Coffee and a Do Not: Span Breaks

For all the benefits of being a senior manager in a company, far too many management positions, even very senior ones, come with limited authority… Avoid filling or creating them.

In the grand scheme of things, being senior is a nice thing. Having position, especially position that others believe is influential and interesting, can be very rewarding.

However, in many organizations, particularly those focused on hierarchical control and “execution,” management positions–even very senior ones–can start to look like information channels vs. leadership roles.

They start to look like “span breaks.”  Literally they are a funnel for the span of control in an organization and not for the efficient operation of the company.

McKinsey defines a span break as a manager who relays information from executives to workers.  In an only mildly backhanded definition of reality for these sorts of managers, one McKinsey article explains that:

“Such managers keep an eye on things, enforce plans and policies, report operational results, and quickly escalate issues or problems. In other words, a [span break] manager is meant to communicate decisions, not to make them”

The result?  Managers in these positions play the role of observer, reporter, and monitor.  They may have “authority” on paper, but they know where decisions are made…and it’s at a higher level than them.  They spend more time in PowerPoint preparing for others to make decisions than they take making decisions.

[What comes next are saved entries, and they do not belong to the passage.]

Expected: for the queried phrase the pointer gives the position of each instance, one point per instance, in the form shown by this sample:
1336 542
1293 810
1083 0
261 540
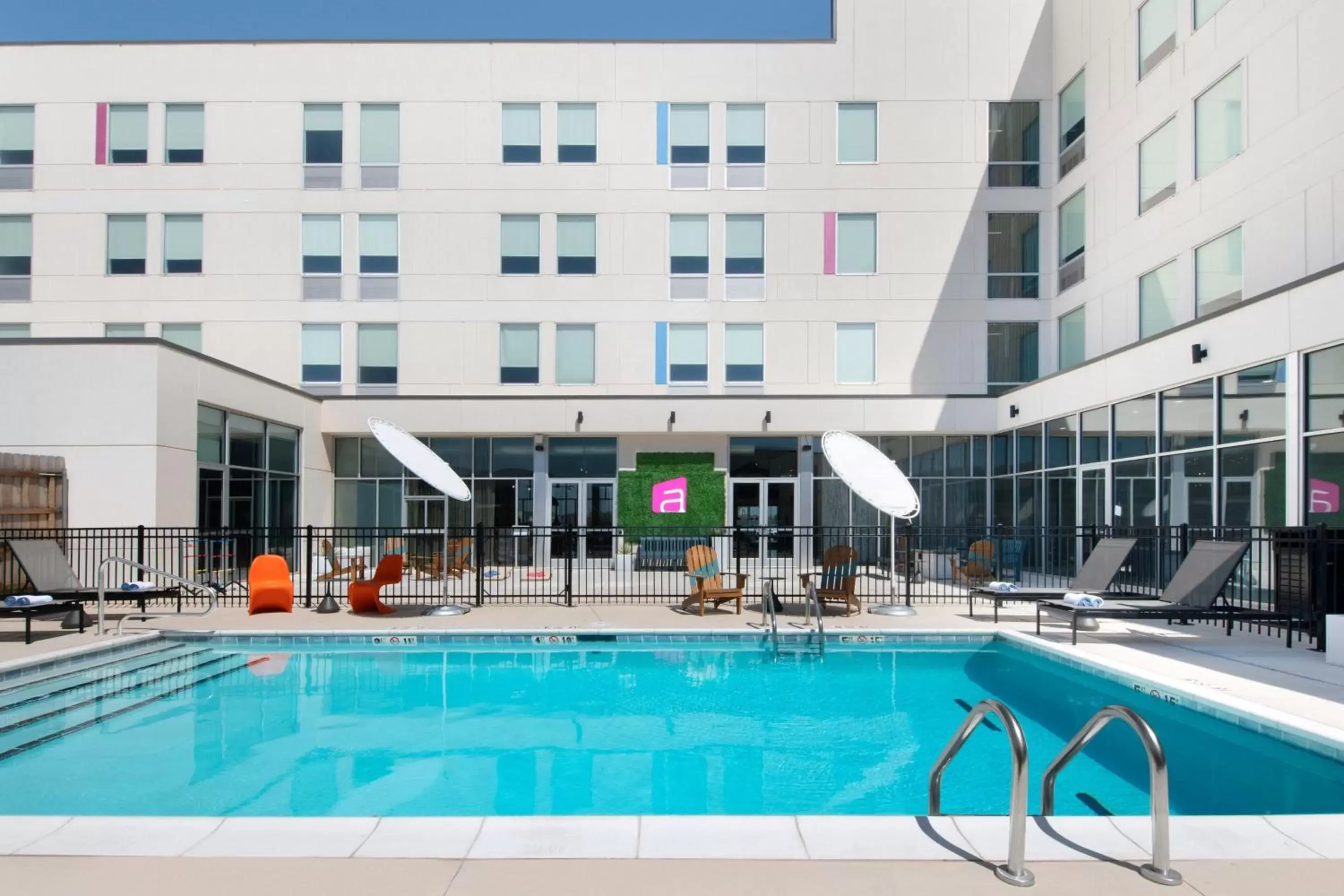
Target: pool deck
654 855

Sometimes companies create these kinds of positions willfully as a means of developing people.  Most of the time, the created position is, unfortunately, an unrewarding one. If it is offered without a developmental time horizon, it can be career purgatory.

One firm’s leadership–intending to create developmental roles for high potential executives–consolidated multiple businesses into single senior management positions reporting directly to other senior management positions (in football speak, this is the old “I” formation). In the process, the company effectively re-layered its hierarchy with a redundant layer of management–not a fun thing for the professionals attempting to make a difference from those roles.

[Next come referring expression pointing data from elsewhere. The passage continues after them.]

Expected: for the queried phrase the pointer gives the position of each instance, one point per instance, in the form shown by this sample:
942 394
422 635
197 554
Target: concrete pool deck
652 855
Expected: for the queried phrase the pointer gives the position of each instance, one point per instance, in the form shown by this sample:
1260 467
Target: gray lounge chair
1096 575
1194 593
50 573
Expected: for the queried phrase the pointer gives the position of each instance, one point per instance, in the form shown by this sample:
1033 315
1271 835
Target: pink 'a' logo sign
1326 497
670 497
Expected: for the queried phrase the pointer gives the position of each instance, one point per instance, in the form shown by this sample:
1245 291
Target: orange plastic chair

More often, the existence of span breaks in an organization represents brokenness in the leadership culture.  Top managers skip levels, second guess, and generate decision fear to the point where their subordinates only bring them decisions to make–and then, you suddenly have a span break.

It’s not the way the organization works on paper, but when you ask around, you realize that “all roads go to Rome.”  Often the decision maker is a tribal leader or highly controlling (and often excessively insecure) senior executive.

One semiconductor materials manufacturer’s CEO was so prone to second-guessing on particulars of any decision that his subordinates slowed their decision pace to a crawl while they funneled information through the CEO in a long series of “trial closes” for their own decisions.  The organization, up to and including its most senior business and functional leaders, was paralyzed by a smart but highly detail-oriented executive.

Do you have these issues in your organization?  Have you taken steps to create role clarity and real authority?  If so, what has worked?

Don’t create span breaks in your organization.  Devote time to real development of people through the development of meaty roles vs. symbolic ones; and ruthlessly eliminate actions that turn leaders into information carriers.

Most of all, don’t be a span break yourself.  Such is, in the most basic of terms, a bureaucratic pursuit.